If you have a customized video classification dataset and would like to finetune Uni-AdaFocus on it, please follow this tutorial step-by-step.
Let's begin with this folder Uni-AdaFocus with Experiments on ActivityNet, FCVID and Mini-Kinetics.
- First prepare your dataset in this structure:
PATH_TO_YOUR_DATASET/
│
├── classInd.txt
├── train_split.txt
├── val_split.txt
├── frames/
│ ├── video1/
│ │ ├── image_00001.jpg
│ │ ├── image_00002.jpg
│ │ ├── ...
│ ├── video2/
│ │ ├── image_00001.jpg
│ │ ├── image_00002.jpg
│ │ ├── ...
│ ├── ...
- Format annotations
Make sure the format of "classInd.txt", "train_split.txt", "val_split.txt" be similar to that of actnet.
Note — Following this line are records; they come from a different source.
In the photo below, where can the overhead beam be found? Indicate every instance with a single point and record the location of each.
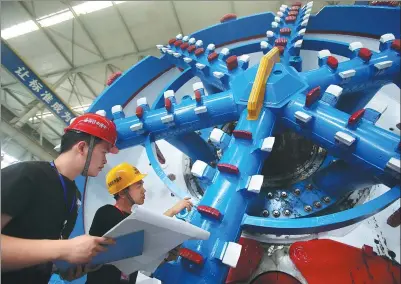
(176, 17)
(9, 92)
(26, 142)
(84, 67)
(53, 42)
(85, 29)
(126, 27)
- classInd.txt: class name index file, one line for each class.
- train_split.txt: train set labels,
<video_name>,<num_frames>,<class_id>
- val_split.txt: valid set labels,
<video_name>,<num_frames>,<class_id>
- Extract video frames
You can use ops/video_jpg.py to extract video frames
python ops/video_jpg.py PATH_TO_YOUR_DATASET/videos PATH_TO_YOUR_DATASET/frames --parallel
- Add your own dataset config in ops/dataset_config.py: (replace YOUR_DATA with your own dataset name)
def return_YOUR_DATA(data_dir):
filename_categories = ospj(data_dir, 'classInd.txt')
root_data = data_dir + "/frames"
filename_imglist_train = ospj(data_dir, 'train_split.txt')
filename_imglist_val = ospj(data_dir, 'val_split.txt')
prefix = 'image_{:05d}.jpg'
return filename_categories, filename_imglist_train, filename_imglist_val, root_data, prefix
- Change this line to:
dict_single = {'actnet': return_actnet, 'fcvid': return_fcvid, 'minik': return_minik}
↓
dict_single = {'actnet': return_actnet, 'fcvid': return_fcvid, 'minik': return_minik, 'YOUR_DATA': return_YOUR_DATA}
Run the following command to train Uni-AdaFocus on the train split of your dataset.
- YOUR_DATA: your dataset name, same to above
- PATH_TO_YOUR_DATASET: path to your dataset
- LOG_DIR: path to the directory for saving experimental results
CUDA_VISIBLE_DEVICES=0,1,2,3 python -m torch.distributed.launch --nproc_per_node=4 --master_port 12345 main.py \
--glance_arch mbv2 --dataset YOUR_DATA --data_dir PATH_TO_YOUR_DATASET \
--root_log LOG_DIR \
--workers 16 --num_segments 48 --dropout 0.2 --fc_dropout 0.2 \
--epochs 50 --lr 0.002 --lr_type cos --lr_steps 0 0 \
--batch_size 32 --momentum 0.9 --weight_decay 2e-4 \
--patch_size 128 --global_lr_ratio 0.5 --stn_lr_ratio 0.2 --classifier_lr_ratio 20.0 --temporal_lr_ratio 0.2 --KL_ratio 0.0 --norm_ratio 1.00 \
--hidden_dim 1024 --stn_hidden_dim 128 --temporal_hidden_dim 64 \
--num_glance_segments 16 --num_focus_segments 16 --temperature 1.0
Run the following command to evaluate Uni-AdaFocus on the validation split of your dataset.
- add --evaluate to turn to the evaluation mode
- add --resume to specify the model checkpoint to evaluate
CUDA_VISIBLE_DEVICES=0,1,2,3 python -m torch.distributed.launch --nproc_per_node=4 --master_port 12345 main.py \
--glance_arch mbv2 --dataset YOUR_DATA --data_dir PATH_TO_YOUR_DATASET \
--root_log LOG_DIR \
--workers 16 --num_segments 48 --dropout 0.2 --fc_dropout 0.2 \
--epochs 50 --lr 0.002 --lr_type cos --lr_steps 0 0 \
--batch_size 32 --momentum 0.9 --weight_decay 2e-4 \
--patch_size 128 --global_lr_ratio 0.5 --stn_lr_ratio 0.2 --classifier_lr_ratio 20.0 --temporal_lr_ratio 0.2 --KL_ratio 0.0 --norm_ratio 1.00 \
--hidden_dim 1024 --stn_hidden_dim 128 --temporal_hidden_dim 64 \
--num_glance_segments 16 --num_focus_segments 16 --temperature 1.0 \
--evaluate \
--resume LOG_DIR/MODEL_NAME/ckpt.best.pth.tar